Letting $n\to\infty$ in the last inequality, we obtain $\operatorname{Re}D_{\bm{R}}[{\bm{Q}}_{\bm{R}}(\mathcal{F})]({\bm{Q}}_{\bm{R}}(\mathcal{G}))\leqq 0$ , contradicting (14.4).

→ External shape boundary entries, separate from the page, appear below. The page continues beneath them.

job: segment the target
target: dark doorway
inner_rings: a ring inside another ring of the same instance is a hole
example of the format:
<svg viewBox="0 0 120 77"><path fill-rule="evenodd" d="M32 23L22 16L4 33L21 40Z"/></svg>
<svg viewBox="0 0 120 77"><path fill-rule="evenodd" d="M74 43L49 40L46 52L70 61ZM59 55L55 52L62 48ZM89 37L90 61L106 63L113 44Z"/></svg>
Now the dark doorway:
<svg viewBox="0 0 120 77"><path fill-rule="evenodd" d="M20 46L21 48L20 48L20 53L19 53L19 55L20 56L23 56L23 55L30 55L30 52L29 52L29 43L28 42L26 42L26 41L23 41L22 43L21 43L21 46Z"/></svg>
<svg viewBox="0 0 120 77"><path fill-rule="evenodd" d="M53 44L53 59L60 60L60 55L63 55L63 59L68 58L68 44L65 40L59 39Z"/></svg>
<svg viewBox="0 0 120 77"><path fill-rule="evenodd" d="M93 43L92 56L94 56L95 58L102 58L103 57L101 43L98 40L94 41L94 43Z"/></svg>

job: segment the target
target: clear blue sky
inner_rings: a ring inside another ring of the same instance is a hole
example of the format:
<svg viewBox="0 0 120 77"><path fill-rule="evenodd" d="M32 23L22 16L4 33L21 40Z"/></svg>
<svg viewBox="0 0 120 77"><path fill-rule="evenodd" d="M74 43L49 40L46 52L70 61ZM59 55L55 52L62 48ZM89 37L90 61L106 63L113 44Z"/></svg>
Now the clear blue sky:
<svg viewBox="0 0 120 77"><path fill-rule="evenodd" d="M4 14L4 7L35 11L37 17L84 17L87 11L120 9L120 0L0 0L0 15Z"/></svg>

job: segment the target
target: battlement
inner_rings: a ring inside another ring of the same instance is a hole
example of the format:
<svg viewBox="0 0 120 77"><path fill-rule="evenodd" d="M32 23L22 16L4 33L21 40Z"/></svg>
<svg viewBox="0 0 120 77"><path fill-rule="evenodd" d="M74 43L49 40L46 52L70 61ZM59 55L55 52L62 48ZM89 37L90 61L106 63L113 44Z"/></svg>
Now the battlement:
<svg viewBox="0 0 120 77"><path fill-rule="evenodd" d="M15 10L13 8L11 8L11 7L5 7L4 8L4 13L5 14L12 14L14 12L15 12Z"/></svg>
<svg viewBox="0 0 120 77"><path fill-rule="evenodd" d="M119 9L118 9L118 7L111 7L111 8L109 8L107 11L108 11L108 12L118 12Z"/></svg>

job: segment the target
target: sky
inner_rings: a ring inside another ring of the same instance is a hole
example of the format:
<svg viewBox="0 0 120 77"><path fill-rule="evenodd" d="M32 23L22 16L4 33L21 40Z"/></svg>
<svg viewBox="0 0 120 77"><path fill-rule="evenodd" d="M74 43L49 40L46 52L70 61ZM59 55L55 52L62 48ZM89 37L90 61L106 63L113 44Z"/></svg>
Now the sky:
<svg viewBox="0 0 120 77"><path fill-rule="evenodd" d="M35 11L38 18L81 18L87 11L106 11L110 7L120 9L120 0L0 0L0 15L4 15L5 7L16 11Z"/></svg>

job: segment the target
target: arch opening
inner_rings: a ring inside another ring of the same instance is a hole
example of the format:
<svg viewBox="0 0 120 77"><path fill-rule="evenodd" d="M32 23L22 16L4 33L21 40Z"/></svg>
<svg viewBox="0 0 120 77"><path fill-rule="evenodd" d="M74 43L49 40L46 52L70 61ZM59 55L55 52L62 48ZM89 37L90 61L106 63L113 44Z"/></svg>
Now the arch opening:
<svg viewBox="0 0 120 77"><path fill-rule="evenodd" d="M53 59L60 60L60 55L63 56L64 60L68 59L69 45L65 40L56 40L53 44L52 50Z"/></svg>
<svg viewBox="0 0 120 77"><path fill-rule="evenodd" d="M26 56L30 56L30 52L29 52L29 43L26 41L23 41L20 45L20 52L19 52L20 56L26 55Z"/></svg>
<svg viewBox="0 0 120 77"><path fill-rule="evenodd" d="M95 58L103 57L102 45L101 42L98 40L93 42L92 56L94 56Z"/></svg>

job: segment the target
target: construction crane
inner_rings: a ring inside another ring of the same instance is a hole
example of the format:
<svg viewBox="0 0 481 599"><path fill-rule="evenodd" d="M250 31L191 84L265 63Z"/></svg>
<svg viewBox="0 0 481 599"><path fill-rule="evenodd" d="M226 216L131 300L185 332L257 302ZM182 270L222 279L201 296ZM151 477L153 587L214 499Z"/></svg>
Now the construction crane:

Owing to Theorem 1.6 (iii) and Proposition 14.7 we can replace $\mathfrak{U}$ with a smaller one so that $\mathfrak{M}({\bm{R}}_{0})\cap\mathfrak{U}$ is the set of ${\bm{S}}\in\mathfrak{U}$ such that (1.2) holds for all $\mathcal{F}\in\mathscr{E}(\partial\mathfrak{M}({\bm{R}}_{0})\cap\mathfrak{U})$ . Since $F_{\mathcal{G}}$ is a $C^{1}$ function on $\mathfrak{T}_{g}$ with nonvanishing derivatives, its level hypersurfaces are $C^{1}$ submanifolds of $\mathfrak{T}_{g}$ . Replacing $\mathfrak{U}$ with a smaller one if necessary, we take a $C^{1}$ coordinate system $(\mathfrak{U},x)$ centered at ${\bm{R}}$ so that if we write $x=(x_{1},\ldots,x_{2d_{g}})=(x_{1},x^{\prime})$ , then the level hypersurfaces $F_{\mathcal{G}}^{-1}(a)$ are represented as $x_{1}=a$ and the Teichmüller geodesic rays ${\bm{r}}_{\bm{S}}[{\bm{Q}}_{\bm{S}}(\mathcal{G})]$ (resp. ${\bm{r}}_{\bm{S}}[-{\bm{Q}}_{\bm{S}}(\mathcal{G})]$ ) with $F_{\mathcal{G}}({\bm{S}})=a$ are represented as $(a+\xi,x^{\prime}({\bm{S}}))$ , $\xi\geqq 0$ (resp. $\xi\leqq 0$ ). Note that if $\bm{S}$ is in a small neighborhood $\mathfrak{V}$ of $\bm{R}$ and $\varepsilon_{0}$ and $\delta_{0}$ are sufficiently small, then $\mathfrak{C}_{\bm{S}}(\varepsilon_{0},\delta_{0})$ is included in $\mathfrak{U}$ and $x(\mathfrak{C}_{\bm{S}}(\varepsilon_{0},\delta_{0}))$ contains a cone with vertex at $x({\bm{S}})$ and axis parallel to the $x_{1}$ -axis, where the cones can be chosen to be of the same shape regardless of $\bm{S}$ .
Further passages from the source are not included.